British Columbia Premier Christy will soon head off on another foreign trade mission to try to drum up business for B.C.’s nascent liquefied natural gas industry.

Clark, Natural Gas Development Minister Rich Coleman and industry representatives will travel to Malaysia, Singapore and Hong Kong May 2 to 9 to promote B.C. LNG. It will be her fifth foreign trade mission.

But before leaving, Clark participated in a teleconference call April 30 with LNG Canada, which fleshed out its plans to build an LNG plant in Kitimat with the signing of a joint venture agreement involving its four partners.

The partners are Shell, PetroChina Co. Ltd., Korea Gas Corp. (Kogas) and Mitsubishi Corp. LNG Canada is one of more than a dozen proponents with plans to build an LNG plant in B.C.

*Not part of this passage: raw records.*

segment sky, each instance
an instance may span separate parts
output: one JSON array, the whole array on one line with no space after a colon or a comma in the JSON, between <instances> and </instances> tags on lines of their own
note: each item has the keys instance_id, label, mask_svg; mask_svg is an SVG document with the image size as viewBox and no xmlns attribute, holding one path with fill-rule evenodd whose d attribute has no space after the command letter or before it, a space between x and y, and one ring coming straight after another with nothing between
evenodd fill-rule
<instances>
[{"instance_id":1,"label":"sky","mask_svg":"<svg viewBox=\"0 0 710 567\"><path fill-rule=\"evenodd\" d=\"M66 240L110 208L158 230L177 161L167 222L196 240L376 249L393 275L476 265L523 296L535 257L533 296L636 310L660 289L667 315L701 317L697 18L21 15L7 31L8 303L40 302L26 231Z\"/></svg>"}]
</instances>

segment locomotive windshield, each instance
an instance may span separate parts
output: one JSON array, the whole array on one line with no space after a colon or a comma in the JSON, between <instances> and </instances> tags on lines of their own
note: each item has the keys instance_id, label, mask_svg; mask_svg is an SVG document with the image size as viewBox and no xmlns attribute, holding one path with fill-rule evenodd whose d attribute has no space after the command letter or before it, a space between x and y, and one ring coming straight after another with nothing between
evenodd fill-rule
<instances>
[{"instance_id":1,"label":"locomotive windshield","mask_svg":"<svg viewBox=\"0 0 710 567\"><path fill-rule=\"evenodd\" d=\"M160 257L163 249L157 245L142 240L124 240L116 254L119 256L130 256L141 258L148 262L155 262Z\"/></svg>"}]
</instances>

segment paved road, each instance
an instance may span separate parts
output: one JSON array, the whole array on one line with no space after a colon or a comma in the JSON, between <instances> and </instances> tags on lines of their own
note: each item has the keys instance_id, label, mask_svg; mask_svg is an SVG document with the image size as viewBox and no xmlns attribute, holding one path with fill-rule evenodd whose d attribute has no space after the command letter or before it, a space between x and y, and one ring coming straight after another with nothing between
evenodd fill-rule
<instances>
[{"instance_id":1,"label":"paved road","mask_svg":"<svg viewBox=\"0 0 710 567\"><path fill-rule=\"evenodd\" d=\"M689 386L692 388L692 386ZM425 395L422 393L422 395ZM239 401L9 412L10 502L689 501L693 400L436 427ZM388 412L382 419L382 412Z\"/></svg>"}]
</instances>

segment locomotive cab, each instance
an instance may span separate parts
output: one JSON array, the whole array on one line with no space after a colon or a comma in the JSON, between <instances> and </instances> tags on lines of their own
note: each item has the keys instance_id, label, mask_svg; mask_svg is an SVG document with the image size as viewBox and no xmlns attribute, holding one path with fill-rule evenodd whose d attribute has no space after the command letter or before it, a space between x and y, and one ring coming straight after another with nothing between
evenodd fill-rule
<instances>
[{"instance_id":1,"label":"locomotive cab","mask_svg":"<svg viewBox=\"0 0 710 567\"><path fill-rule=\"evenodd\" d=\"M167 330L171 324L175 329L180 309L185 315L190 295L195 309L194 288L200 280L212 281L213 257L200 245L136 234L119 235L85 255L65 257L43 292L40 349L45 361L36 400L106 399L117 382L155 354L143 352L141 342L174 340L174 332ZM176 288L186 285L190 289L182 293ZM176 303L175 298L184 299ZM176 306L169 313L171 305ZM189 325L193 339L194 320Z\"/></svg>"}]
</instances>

Under the agreement, Shell will be the majority stakeholder. It will own 50% of the venture. PetroChina will own a 20% share, and Kogas and Mitsubishi will own 15% each.

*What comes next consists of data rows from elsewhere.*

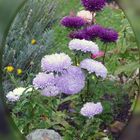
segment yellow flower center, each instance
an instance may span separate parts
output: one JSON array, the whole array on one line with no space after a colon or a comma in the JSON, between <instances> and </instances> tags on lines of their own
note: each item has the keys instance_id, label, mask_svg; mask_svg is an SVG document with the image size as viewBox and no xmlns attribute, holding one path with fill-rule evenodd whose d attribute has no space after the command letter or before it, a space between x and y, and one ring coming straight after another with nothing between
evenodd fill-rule
<instances>
[{"instance_id":1,"label":"yellow flower center","mask_svg":"<svg viewBox=\"0 0 140 140\"><path fill-rule=\"evenodd\" d=\"M7 72L13 72L14 71L14 67L13 66L7 66L6 67L6 71Z\"/></svg>"},{"instance_id":2,"label":"yellow flower center","mask_svg":"<svg viewBox=\"0 0 140 140\"><path fill-rule=\"evenodd\" d=\"M36 40L35 39L32 39L31 44L32 45L35 45L36 43L37 43Z\"/></svg>"},{"instance_id":3,"label":"yellow flower center","mask_svg":"<svg viewBox=\"0 0 140 140\"><path fill-rule=\"evenodd\" d=\"M22 74L22 69L17 69L17 75L21 75Z\"/></svg>"}]
</instances>

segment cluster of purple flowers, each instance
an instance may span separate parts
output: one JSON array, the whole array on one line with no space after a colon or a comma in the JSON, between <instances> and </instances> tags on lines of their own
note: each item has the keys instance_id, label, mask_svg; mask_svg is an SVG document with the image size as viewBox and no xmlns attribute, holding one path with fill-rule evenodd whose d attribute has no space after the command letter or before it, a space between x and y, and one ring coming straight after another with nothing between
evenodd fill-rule
<instances>
[{"instance_id":1,"label":"cluster of purple flowers","mask_svg":"<svg viewBox=\"0 0 140 140\"><path fill-rule=\"evenodd\" d=\"M103 42L116 42L118 33L114 29L104 28L101 25L95 24L88 26L85 29L70 33L70 38L92 40L95 38L101 39Z\"/></svg>"}]
</instances>

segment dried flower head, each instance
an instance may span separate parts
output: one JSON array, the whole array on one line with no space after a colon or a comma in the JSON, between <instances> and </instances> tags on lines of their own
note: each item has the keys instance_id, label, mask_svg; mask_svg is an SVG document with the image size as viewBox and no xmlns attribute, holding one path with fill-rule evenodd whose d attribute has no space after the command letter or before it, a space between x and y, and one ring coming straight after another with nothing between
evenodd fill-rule
<instances>
[{"instance_id":1,"label":"dried flower head","mask_svg":"<svg viewBox=\"0 0 140 140\"><path fill-rule=\"evenodd\" d=\"M92 118L97 114L101 114L103 111L103 107L101 105L101 103L93 103L93 102L88 102L86 104L84 104L84 106L81 108L80 113L83 116Z\"/></svg>"},{"instance_id":2,"label":"dried flower head","mask_svg":"<svg viewBox=\"0 0 140 140\"><path fill-rule=\"evenodd\" d=\"M61 20L61 24L68 28L81 28L86 22L78 16L66 16Z\"/></svg>"}]
</instances>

“Today is not a final investment decision,” said Andy Calitz, CEO of LNG Canada, adding  “we have a number of uncertainties to overcome.”

One of those uncertainties is the tax and regulatory framework that the province has been working on, and which has been delayed in being formalized.

The companies wanting to build LNG plants in B.C. – multi-billion-dollar investments – also still need to come to an agreement on pricing with Asian customers, some of whom have been pushing for a new price structure that de-indexes gas prices from oil prices and fixes prices more in line with the lower North American gas prices.